Sediada em Palo Alto, a companhia recebeu aporte de Sequoia Capital, Cyberstarts, Greenoaks e Redpoint Ventures, além da participação de Index Ventures, Swish Ventures, Lux Capital, Operator Collective e Holly Ventures. O investimento coloca a Glow entre as raras startups de segurança que alcançam status de unicórnio antes de divulgar métricas de receita.
Foco no endpoint em meio ao avanço da IA
Fundada em 2025, a Glow desenvolve uma plataforma de segurança de endpoints voltada a monitorar e controlar softwares, agentes de IA e ferramentas de desenvolvimento que rodam nos dispositivos de funcionários. A solução utiliza agentes de IA próprios para mapear continuamente o ambiente corporativo, avaliar riscos em tempo real e aplicar políticas de proteção.
O avanço de ferramentas de IA generativa tanto por empresas quanto por cibercriminosos — que já usam recursos automatizados para phishing, criação de malwares e ataques sofisticados — motivou a aposta. A discussão ganhou força após a Anthropic apresentar o modelo Mythos, capaz de identificar e explorar vulnerabilidades de software.
Equipe de peso
O cofundador e CEO Roi Tiger, ex-vice-presidente de engenharia da Meta, lidera a startup ao lado de Omer Singer (ex-chefe de estratégia de cibersegurança da Snowflake), Ophir Arie (ex-vice-presidente de P&D da Claroty) e Arnon Joseph (ex-liderança de engenharia da Meta). A operação conta ainda com Emily Heath como diretora de operações; ex-CISO da United Airlines e da DocuSign, ela integrou o conselho da Wiz até a aquisição de US$ 32 bilhões pela Google.

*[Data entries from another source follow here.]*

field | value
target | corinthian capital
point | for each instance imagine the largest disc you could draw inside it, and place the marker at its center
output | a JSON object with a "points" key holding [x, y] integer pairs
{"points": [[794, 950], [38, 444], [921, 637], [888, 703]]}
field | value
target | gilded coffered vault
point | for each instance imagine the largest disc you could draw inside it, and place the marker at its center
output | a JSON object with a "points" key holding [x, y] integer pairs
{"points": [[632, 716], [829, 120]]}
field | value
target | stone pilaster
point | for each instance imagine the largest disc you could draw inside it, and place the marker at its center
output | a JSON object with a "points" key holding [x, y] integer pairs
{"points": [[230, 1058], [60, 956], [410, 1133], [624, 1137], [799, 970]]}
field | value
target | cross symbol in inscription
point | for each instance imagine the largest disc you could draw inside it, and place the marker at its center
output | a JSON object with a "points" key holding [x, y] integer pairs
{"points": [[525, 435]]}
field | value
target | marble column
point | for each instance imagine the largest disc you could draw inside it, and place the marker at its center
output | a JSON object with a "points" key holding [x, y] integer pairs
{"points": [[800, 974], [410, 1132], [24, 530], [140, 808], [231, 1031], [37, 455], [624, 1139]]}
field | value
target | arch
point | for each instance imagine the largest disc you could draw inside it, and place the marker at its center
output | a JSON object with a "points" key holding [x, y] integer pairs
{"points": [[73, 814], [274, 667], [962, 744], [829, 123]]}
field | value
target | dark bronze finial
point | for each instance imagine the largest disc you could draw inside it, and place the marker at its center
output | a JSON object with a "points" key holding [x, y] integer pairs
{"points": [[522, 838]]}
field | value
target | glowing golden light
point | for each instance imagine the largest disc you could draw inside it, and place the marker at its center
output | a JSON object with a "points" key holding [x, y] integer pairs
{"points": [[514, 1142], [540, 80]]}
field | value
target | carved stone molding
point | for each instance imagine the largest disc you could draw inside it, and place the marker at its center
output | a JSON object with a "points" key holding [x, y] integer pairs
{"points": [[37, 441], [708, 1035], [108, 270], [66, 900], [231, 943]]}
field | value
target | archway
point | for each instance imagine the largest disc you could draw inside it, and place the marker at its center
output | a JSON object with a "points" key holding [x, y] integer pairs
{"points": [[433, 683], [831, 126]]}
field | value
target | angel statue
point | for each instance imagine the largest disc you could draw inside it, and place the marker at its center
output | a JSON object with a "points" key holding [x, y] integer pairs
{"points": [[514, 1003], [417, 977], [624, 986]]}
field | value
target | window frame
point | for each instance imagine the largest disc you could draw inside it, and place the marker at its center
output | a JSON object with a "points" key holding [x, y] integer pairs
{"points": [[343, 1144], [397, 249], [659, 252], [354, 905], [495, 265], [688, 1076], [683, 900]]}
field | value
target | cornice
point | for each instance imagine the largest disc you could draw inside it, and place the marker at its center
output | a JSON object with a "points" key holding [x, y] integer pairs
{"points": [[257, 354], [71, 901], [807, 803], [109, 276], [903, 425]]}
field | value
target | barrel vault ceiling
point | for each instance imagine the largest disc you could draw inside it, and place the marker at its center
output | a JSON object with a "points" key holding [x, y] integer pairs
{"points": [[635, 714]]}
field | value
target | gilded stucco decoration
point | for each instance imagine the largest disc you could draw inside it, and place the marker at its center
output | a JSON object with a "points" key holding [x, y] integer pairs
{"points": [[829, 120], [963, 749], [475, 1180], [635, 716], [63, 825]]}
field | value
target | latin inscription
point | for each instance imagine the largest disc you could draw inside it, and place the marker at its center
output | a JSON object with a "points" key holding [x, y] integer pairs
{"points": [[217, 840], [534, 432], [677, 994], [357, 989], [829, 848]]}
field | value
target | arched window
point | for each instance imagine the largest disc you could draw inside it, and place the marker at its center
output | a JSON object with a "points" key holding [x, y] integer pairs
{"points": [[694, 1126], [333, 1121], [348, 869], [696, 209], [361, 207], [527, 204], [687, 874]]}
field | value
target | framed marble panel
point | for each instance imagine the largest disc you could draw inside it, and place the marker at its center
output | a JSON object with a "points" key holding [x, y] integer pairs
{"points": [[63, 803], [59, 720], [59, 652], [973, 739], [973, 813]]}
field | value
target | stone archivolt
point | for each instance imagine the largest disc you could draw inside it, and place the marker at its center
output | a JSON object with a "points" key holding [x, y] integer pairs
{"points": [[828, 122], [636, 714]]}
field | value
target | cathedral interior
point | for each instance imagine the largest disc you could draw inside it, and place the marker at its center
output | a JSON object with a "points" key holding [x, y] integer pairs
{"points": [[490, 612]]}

Primeiros clientes e tecnologia embarcada
Mesmo saindo do modo stealth apenas agora, a Glow informa já atender organizações dos setores de saúde, varejo e serviços financeiros, sem revelar nomes ou quantidade. Em média, as implantações cobrem dezenas de milhares de dispositivos em companhias globais.

Imagem: Internet
A plataforma aproveita modelos da Anthropic e do Gemini, da Google, via Amazon Bedrock, enquanto desenvolve software próprio para inserir contexto corporativo e aumentar a confiabilidade das análises de segurança. Segundo Tiger, o sistema já bloqueou pacotes npm maliciosos, identificou agentes de IA tentando importar esses componentes e detectou máquinas sem ferramentas de detecção e resposta instaladas ou com funcionalidade reduzida.
Mercado competitivo
A Glow entra em um segmento dominado por empresas como CrowdStrike, Microsoft, SentinelOne e Palo Alto Networks. Para Tiger, as soluções atuais concentram-se em identificar ameaças depois que elas surgem, enquanto a Glow quer impedir previamente a entrada de softwares ou agentes considerados de risco.
Com cerca de 100 funcionários — 70% deles em Israel e o restante nos Estados Unidos —, a empresa aposta que a chegada de plataformas “nativas de IA” abrirá espaço para uma nova categoria de proteção de endpoints, embora o mercado ainda esteja avaliando os impactos da IA cada vez mais avançada.